Deutsche Bank’s Strategic Prudence:
Denis Roux, CIO of Deutsche Bank’s investment arm, represents the "measured integration" school of thought. Rather than attempting to automate the entire bank at once, Deutsche Bank is prioritizing simpler, highly effective models for routine tasks. By automating the extraction and analysis of financial data, the bank has unlocked massive efficiency gains. Most importantly, the bank is leveraging AI to link external global events directly to its portfolio, allowing for real-time risk assessment—a task that previously took human analysts weeks to compile.

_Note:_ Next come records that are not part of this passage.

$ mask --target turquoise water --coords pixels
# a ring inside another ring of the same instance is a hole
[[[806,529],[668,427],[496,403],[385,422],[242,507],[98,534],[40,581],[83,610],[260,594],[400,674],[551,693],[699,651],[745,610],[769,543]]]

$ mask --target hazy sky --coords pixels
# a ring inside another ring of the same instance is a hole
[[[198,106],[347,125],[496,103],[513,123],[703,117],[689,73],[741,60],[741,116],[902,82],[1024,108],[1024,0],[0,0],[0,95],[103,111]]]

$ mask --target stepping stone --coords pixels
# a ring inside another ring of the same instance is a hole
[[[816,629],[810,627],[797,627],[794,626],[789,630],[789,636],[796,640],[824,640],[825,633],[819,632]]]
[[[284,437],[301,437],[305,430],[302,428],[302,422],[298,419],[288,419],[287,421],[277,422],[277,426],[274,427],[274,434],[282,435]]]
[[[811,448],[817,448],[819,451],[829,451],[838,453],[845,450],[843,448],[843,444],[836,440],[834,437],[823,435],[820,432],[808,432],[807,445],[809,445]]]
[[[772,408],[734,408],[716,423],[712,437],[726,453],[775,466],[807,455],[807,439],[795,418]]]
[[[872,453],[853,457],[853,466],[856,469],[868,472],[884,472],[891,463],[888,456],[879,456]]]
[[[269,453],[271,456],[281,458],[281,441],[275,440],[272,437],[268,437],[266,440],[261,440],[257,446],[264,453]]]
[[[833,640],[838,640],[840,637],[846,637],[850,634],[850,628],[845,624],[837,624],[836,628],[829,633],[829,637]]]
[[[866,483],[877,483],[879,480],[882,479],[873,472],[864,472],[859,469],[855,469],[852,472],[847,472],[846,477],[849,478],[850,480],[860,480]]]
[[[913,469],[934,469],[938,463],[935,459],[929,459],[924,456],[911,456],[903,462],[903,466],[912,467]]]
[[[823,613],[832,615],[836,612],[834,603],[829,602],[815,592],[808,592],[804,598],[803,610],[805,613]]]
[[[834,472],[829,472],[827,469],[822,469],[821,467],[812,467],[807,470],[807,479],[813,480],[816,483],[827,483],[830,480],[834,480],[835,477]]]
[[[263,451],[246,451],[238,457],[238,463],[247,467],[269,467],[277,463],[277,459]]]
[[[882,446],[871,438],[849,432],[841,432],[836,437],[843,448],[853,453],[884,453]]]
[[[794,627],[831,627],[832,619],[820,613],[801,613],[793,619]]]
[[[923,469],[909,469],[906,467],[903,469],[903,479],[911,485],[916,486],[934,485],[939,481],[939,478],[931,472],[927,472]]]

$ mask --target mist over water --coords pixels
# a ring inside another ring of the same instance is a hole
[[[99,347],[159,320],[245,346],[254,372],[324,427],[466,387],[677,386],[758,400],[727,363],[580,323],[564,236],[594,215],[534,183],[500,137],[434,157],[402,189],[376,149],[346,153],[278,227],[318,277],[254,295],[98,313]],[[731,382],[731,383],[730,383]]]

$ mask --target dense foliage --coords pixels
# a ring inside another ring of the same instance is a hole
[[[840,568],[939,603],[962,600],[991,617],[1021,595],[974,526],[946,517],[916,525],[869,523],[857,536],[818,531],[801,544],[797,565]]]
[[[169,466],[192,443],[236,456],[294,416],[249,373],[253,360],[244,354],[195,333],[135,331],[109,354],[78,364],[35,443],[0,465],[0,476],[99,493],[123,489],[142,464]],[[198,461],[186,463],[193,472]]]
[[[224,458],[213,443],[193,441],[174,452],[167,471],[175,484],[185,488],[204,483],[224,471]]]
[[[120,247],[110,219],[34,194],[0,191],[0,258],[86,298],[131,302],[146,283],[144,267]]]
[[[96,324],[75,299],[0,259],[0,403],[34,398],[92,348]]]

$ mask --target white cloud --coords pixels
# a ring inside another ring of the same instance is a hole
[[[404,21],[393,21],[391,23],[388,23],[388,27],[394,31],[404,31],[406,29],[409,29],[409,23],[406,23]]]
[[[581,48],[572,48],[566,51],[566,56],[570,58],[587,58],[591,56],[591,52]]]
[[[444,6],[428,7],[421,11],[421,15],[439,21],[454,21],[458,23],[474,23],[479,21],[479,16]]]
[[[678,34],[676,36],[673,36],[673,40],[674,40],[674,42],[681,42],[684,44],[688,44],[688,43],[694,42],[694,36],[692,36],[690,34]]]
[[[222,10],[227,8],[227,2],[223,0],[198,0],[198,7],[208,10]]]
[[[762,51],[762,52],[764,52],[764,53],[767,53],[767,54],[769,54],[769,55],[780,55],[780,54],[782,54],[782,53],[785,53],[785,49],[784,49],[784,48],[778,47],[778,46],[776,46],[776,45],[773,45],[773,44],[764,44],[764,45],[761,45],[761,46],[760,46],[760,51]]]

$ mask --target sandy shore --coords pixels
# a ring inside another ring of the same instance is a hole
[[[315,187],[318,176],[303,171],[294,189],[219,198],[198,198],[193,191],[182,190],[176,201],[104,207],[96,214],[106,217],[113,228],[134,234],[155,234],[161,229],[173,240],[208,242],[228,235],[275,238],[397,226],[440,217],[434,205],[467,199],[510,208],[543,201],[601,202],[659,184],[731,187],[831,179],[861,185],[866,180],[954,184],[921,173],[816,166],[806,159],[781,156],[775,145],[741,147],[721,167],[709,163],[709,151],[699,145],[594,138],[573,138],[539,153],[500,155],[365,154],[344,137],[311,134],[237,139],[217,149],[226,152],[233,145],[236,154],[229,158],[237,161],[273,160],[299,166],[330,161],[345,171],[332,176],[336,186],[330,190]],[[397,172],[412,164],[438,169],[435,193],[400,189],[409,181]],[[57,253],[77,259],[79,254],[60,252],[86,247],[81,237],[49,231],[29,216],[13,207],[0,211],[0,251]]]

JPMorgan Chase and the Rebalancing of Talent:
Jamie Dimon’s recent remarks offer perhaps the most blunt look at the future workforce. "There will be all different types of jobs," Dimon said in May. "We will be hiring more AI people and fewer bankers in certain categories." His philosophy is simple: AI acts as a force multiplier. If a machine can perform the repetitive analysis once reserved for junior associates, the bank requires fewer junior associates, but significantly more engineers, data scientists, and ethicists to manage the AI itself.
The Implications: A New Era for Banking Employment
The implications of this shift are profound and multifaceted, touching on everything from talent acquisition to the very culture of the banking industry.
1. The Death of the "Entry-Level" Banker
Historically, banking has been an apprenticeship-based industry. Young analysts would spend years performing rote tasks—data entry, spreadsheet management, and basic research—as a rite of passage. If AI automates these functions, the industry faces a training paradox: how do you develop the next generation of senior bankers if the entry-level roles that provide the "on-the-job" education no longer exist?
2. The Rise of the "AI-Augmented Professional"
The narrative is not entirely one of job destruction. It is also a story of massive productivity gains for those who remain. An investment banker armed with sophisticated AI tools can manage a larger portfolio, conduct deeper due diligence, and respond to market volatility with unprecedented speed. The role of the "banker" is transitioning from that of a data-processor to an AI-orchestrator.
3. Operational Resilience and Risk
As NatWest and its peers move toward AI-centric operations, the risk profile of the banking sector changes. While AI reduces human error in accounting and risk assessment, it introduces new systemic risks, such as model bias, algorithmic drift, and the potential for large-scale technological failures. The "auditable" nature of these tools, as noted in the PYMNTS Intelligence report, is critical; regulators will likely demand higher transparency into how these black-box models reach their conclusions.
4. Ethical Considerations and Workforce Management
The human cost of this transition cannot be ignored. While CEOs like Thwaite and Dimon speak of "productivity," the workforce is left to grapple with the uncertainty of career longevity. The transition will likely force a massive reskilling effort across the global financial sector. Banks that successfully navigate the "human side" of this change—by retraining staff for new AI-adjacent roles rather than simply executing layoffs—may find themselves with a competitive advantage in culture and talent retention.
Conclusion: The Future is Algorithmic
The remarks from NatWest’s Paul Thwaite are more than a corporate statement; they are a bellwether. The financial services industry is in the midst of a fundamental re-platforming. As banks continue to pull ahead in the enterprise AI race, the distance between the legacy banking model and the future of finance will only widen.
For the workforce, the message is clear: the tasks that can be digitized will be. The challenge for both institutions and employees in the coming decade will be to define the value of human judgment in a world where the math is increasingly handled by machines. As we move through 2026 and beyond, the banks that thrive will be those that manage to harmonize the raw power of artificial intelligence with the irreplaceable nuance of human expertise.